Gunderlach Stuttgart dpaIhre Mitarbeit führt zu Urteilen «im Namen des Volkes»: Laienrichter sollen gesunden Menschenverstand in die Justiz bringen. Dabei müssen sie hart im Nehmen sein.

Von Julia Giertz,Stuttgart (dpa/lsw): Robert Gunderlach ist ein Gerechtigkeitsfanatiker. Ein ausgeprägtes Gefühl für Gut und Böse gehört zu den Voraussetzungen für das Amt des Schöffen, das der 63-Jährige seit Jahren bekleidet. Der Sozialwissenschaftler ist einer von 7000 ehrenamtlichen Richtern im Südwesten. Zwar gibt es keinerlei formelle Anforderungen für Schöffen. Aber sie sollten eine stabile Persönlichkeit und Selbstbewusstsein mitbringen und auch mit harten Themen umgehen können, erläutert Gunderlach.


«Man muss auch urteilen können - wer es allen Recht machen will, ist in diesem Amt fehl am Platz», sagt der große Mann mit weißem Haar, der zugleich Chef des Landesverbandes der Schöffen im Südwesten ist.
Er nimmt als Richter ohne Robe in diesem Jahr zehn Termine beim Amtsgericht Schwäbisch Hall wahr. Verhandelt werden dort unter anderem Drogendelikte, Körperverletzungen oder sexueller Missbrauch.

«Man bekommt Einblick in die Niederungen des menschlichen Verhaltens», beschreibt Gunderlach das, was für ihn den Reiz seines freiwilligen Engagements ausmacht. Nicht immer lassen ihn die vor Gericht geschilderten Verbrechen gut schlafen. Sich vom Amt entbinden zu lassen, weil Fälle ihn nicht loslassen, kam ihm aber noch nie in den Sinn.

Als besonders spektakulären Fall schildert er einen Kreditbetrug im großen Umfang. Die von Florida aus agierenden Täter hatten potenzielle Kreditnehmer mit einer Vorkasse von zehn Prozent abgezockt - auf die erwünschten Kredite warteten die Kunden vergeblich. Ihr luxuriöser Lebensstil wurde den Betrügern schließlich zum Verhängnis, weil er die Aufmerksamkeit der Behörden weckte. «Da kann man schon zufrieden sein, wenn so jemand geschnappt und
verurteilt wird», erzählt Gunderlach.

Er schätzt das deutsche Schöffensystem. Im Unterschied zu den Geschworenen in den USA dürfen die Schöffen nicht nur in der Schuldfrage mitentscheiden, sondern auch beim Strafmaß. Zwar dürfen Schöffen Zeugen und Angeklagte befragen. «Die eigentliche Arbeit geschieht aber in der Beratung des Richterteams.»

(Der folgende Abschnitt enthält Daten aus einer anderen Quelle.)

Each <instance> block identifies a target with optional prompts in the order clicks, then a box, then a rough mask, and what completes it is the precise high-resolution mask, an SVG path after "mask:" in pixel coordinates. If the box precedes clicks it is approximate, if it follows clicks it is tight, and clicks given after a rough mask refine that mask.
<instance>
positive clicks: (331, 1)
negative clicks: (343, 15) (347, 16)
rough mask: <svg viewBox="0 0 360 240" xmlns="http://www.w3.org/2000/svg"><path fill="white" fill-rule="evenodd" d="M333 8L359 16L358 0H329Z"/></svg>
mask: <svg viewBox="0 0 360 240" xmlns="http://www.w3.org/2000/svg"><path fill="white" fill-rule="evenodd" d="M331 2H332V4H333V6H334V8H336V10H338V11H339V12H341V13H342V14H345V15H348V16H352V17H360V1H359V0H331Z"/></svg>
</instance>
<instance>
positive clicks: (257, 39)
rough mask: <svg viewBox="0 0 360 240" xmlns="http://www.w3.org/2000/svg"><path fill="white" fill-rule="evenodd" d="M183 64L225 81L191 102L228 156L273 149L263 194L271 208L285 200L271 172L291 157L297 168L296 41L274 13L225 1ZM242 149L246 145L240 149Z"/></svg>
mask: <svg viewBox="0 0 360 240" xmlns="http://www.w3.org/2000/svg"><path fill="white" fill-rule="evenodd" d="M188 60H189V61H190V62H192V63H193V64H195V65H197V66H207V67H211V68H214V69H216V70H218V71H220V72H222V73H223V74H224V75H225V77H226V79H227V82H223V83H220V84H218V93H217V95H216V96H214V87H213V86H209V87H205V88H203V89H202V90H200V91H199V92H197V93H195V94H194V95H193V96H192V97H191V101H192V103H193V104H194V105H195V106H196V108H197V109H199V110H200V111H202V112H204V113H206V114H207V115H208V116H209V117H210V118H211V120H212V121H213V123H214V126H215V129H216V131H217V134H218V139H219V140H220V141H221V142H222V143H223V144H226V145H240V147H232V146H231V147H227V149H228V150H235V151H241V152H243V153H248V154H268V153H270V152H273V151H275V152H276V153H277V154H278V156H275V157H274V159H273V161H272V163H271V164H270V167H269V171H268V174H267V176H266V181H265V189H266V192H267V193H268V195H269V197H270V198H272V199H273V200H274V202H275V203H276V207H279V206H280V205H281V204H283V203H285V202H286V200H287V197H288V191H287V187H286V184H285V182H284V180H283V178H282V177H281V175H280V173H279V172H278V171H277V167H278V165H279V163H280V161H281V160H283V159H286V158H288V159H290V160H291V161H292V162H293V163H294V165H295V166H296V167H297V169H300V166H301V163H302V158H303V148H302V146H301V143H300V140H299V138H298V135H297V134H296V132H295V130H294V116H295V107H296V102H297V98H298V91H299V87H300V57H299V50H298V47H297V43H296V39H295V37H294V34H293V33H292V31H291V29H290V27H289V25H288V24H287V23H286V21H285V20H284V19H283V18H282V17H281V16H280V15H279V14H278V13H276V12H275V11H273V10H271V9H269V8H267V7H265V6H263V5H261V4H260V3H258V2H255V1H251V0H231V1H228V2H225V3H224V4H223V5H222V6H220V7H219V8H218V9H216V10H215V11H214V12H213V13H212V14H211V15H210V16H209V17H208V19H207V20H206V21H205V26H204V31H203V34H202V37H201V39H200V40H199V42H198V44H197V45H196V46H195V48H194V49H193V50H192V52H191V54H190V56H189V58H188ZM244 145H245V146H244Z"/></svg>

Am Amtsgericht besteht das Team aus zwei Schöffen und einem Berufsrichter. Im Landgericht kommen zwei Schöffen auf zwei bis drei hauptamtliche Richter. Die Entscheidungen müssen mit Zwei-Drittel-Mehrheit getroffen werden. Am Amtsgericht können die Schöffen den Berufsrichter also überstimmen. «Das geschieht aber nur in wenigen Fällen», erzählt Gunderlach, der seit dem Jahr 2000 mit einer Unterbrechung von vier Jahren Teil der Rechtsprechung ist. Doch bei Fragen der Bewährung oder des Strafmaßes brächten die Schöffen ihre Sichtweisen ein und bewirkten auch Veränderungen.

Ist ein solches Ehrenamt nur etwas für Akademiker im Ruhestand? Gunderlach, Mitarbeiter des Statistischen Amtes der Stadt Stuttgart, verneint. «Zu meinen Schöffenkollegen gehören Rentner, Kommunalpolitiker, Sozialarbeiter, Lehrer oder Bankkaufleute», sagt er. Diese Vielfalt trage zu einer bürgernahen Justiz bei. Gunderlach sieht es so: «Das Prinzip einer Durchmischung ist geglückt.»